I'll reopen a new PR soon. Thanks a lot!

adunning commented 5 years ago

This does appear to be a bug specific to Polyglossia and XeTeX. It works fine with Babel:

\documentclass{article}

\usepackage{color}
\usepackage{fancyvrb}
\newcommand{\VerbBar}{|}
\newcommand{\VERB}{\Verb[commandchars=\\\{\}]}
\DefineVerbatimEnvironment{Highlighting}{Verbatim}{commandchars=\\\{\}}
% Add ',fontsize=\small' for more characters per line
\newenvironment{Shaded}{}{}
\newcommand{\AttributeTok}[1]{\textcolor[rgb]{0.49,0.56,0.16}{#1}}
\newcommand{\FunctionTok}[1]{\textcolor[rgb]{0.02,0.16,0.49}{#1}}
\newcommand{\OtherTok}[1]{\textcolor[rgb]{0.00,0.44,0.13}{#1}}

\usepackage[shorthands=off,main=french]{babel}

\begin{document}

\begin{Shaded}
\begin{Highlighting}[]
\OtherTok{---}
\FunctionTok{title:}\AttributeTok{ Mon titre}
\FunctionTok{lang:}\AttributeTok{ fr}
\OtherTok{---}
\end{Highlighting}
\end{Shaded}

\end{document}
adunning commented 5 years ago

There's a workaround for Polyglossia posted in https://github.com/reutenauer/polyglossia/issues/27.

jgm commented 5 years ago

Good find. We could simply add this to the default pandoc template where polyglossia is loaded:

\makeatletter
\appto\verbatim@font{\nofrench@punctuation}
\makeatother

It's a bit verbose to have all of this in the template, since it's irrelevant unless lang is fr. I suppose we could have the writer check the lang in metadata, and set a special variable if lang = fr; these lines could be included if the variable is set.
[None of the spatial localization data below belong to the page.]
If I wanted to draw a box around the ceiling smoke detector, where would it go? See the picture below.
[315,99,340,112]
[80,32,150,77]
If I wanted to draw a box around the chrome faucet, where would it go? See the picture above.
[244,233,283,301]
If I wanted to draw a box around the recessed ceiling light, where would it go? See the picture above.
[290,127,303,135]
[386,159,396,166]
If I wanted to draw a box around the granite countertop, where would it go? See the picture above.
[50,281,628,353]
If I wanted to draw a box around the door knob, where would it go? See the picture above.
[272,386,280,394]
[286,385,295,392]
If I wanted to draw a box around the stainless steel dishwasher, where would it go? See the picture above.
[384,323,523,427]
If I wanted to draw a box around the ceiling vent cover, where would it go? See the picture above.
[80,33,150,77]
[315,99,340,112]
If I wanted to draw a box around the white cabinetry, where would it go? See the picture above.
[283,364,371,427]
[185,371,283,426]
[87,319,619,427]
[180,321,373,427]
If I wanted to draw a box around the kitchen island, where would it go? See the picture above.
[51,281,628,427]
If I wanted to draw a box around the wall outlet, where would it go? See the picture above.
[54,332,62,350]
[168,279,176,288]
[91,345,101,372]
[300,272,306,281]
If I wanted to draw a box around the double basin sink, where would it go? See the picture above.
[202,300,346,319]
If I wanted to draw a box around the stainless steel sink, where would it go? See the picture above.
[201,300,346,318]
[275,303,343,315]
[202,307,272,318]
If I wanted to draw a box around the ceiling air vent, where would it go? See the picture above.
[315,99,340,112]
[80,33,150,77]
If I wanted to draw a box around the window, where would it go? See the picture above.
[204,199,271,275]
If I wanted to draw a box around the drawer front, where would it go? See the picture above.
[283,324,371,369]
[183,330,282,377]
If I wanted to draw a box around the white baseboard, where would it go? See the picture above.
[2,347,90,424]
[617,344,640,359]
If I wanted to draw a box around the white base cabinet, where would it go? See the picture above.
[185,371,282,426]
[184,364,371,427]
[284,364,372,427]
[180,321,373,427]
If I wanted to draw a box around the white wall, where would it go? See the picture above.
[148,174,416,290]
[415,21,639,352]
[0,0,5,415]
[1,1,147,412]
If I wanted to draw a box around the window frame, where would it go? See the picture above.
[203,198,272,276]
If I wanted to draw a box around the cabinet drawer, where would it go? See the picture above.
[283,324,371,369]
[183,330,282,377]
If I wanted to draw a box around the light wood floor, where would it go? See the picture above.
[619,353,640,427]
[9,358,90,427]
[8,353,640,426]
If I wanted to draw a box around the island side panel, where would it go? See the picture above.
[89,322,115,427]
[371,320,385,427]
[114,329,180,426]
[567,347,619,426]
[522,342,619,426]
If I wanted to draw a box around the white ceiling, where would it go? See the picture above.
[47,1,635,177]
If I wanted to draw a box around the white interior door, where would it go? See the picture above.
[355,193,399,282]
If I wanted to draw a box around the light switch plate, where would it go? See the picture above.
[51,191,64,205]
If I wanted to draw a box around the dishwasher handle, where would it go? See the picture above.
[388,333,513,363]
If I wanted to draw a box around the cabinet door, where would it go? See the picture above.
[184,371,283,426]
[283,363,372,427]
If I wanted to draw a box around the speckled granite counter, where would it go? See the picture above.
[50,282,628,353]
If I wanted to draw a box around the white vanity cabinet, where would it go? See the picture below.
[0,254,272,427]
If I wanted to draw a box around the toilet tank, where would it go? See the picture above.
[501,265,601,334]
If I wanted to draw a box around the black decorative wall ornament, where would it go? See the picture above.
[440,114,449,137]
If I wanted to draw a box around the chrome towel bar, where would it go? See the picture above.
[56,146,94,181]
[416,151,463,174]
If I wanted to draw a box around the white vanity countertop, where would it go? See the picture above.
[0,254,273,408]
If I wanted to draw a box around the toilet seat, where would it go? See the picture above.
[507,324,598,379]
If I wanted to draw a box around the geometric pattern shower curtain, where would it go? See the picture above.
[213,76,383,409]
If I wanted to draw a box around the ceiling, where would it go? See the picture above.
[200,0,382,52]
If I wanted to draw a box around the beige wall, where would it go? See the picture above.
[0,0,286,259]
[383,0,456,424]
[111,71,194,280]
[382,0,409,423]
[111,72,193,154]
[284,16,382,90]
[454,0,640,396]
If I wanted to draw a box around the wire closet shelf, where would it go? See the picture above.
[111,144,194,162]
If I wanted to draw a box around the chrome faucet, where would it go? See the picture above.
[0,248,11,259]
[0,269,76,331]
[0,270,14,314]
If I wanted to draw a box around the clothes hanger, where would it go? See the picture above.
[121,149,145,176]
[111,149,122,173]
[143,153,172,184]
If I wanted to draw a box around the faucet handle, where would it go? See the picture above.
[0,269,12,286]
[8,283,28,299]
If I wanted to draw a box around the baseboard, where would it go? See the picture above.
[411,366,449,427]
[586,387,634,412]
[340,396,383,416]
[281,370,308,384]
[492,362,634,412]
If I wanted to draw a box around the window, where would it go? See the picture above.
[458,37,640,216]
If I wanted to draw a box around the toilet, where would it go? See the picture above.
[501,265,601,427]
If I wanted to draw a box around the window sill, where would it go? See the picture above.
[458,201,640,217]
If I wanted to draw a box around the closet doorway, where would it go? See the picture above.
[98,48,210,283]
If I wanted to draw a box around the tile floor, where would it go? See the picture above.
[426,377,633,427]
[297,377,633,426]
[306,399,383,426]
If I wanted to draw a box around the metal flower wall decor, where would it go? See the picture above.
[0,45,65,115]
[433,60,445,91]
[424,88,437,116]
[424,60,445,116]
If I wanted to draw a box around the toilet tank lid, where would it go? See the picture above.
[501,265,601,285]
If this seems a good idea, perhaps an issue should be opened for pandoc. (Though if we decide to make polyglossia optional, not default, for xelatex, then it may be a nonissue.)

Andrew Dunning notifications@github.com writes:

There's a workaround for Polyglossia posted in https://github.com/reutenauer/polyglossia/issues/27.

-- You are receiving this because you commented. Reply to this email directly or view it on GitHub: https://github.com/pandoc/lua-filters/pull/36#issuecomment-450963746

jgm commented 5 years ago

@greut - given the workaround, is this filter even necessary any more?

greut commented 5 years ago

@jgm I cannot get the work around to work. Although, it became clear that polyglossia+xelatex are the bad guys here, I'll keep this filter and consider it a hack rather than something worth spreading. Thanks everyone for you help!

adunning commented 5 years ago

@greut Are you receiving an error, or is it simply not displaying properly? This works for me under either XeTeX or LuaTeX:

\documentclass{article}

% Polyglossia with workaround
\usepackage{polyglossia}
\setdefaultlanguage{french}
\setotherlanguage{english}

\makeatletter
\appto\verbatim@font{\nofrench@punctuation}
\makeatother
% 

% or use Babel
% \usepackage[english, main=french]{babel}

\begin{document}

\verb|00:11:43:D4:86:A0|

\selectlanguage{english}
\verb|00:11:43:D4:86:A0|

\selectlanguage{french}
\begin{verbatim}
00:11:43:D4:86:A0
\end{verbatim}

\end{document}

Note that you might have to delete your .aux file between runs when switching between Babel and Polyglossia. If you're still having trouble, perhaps try checking that you're running the latest version of TeX Live by running tlmgr update --self --all --reinstall-forcibly-removed.

greut commented 5 years ago

pandoc produces \texttt{} and uses fancyvrb which are unaffected by the fix. No worries.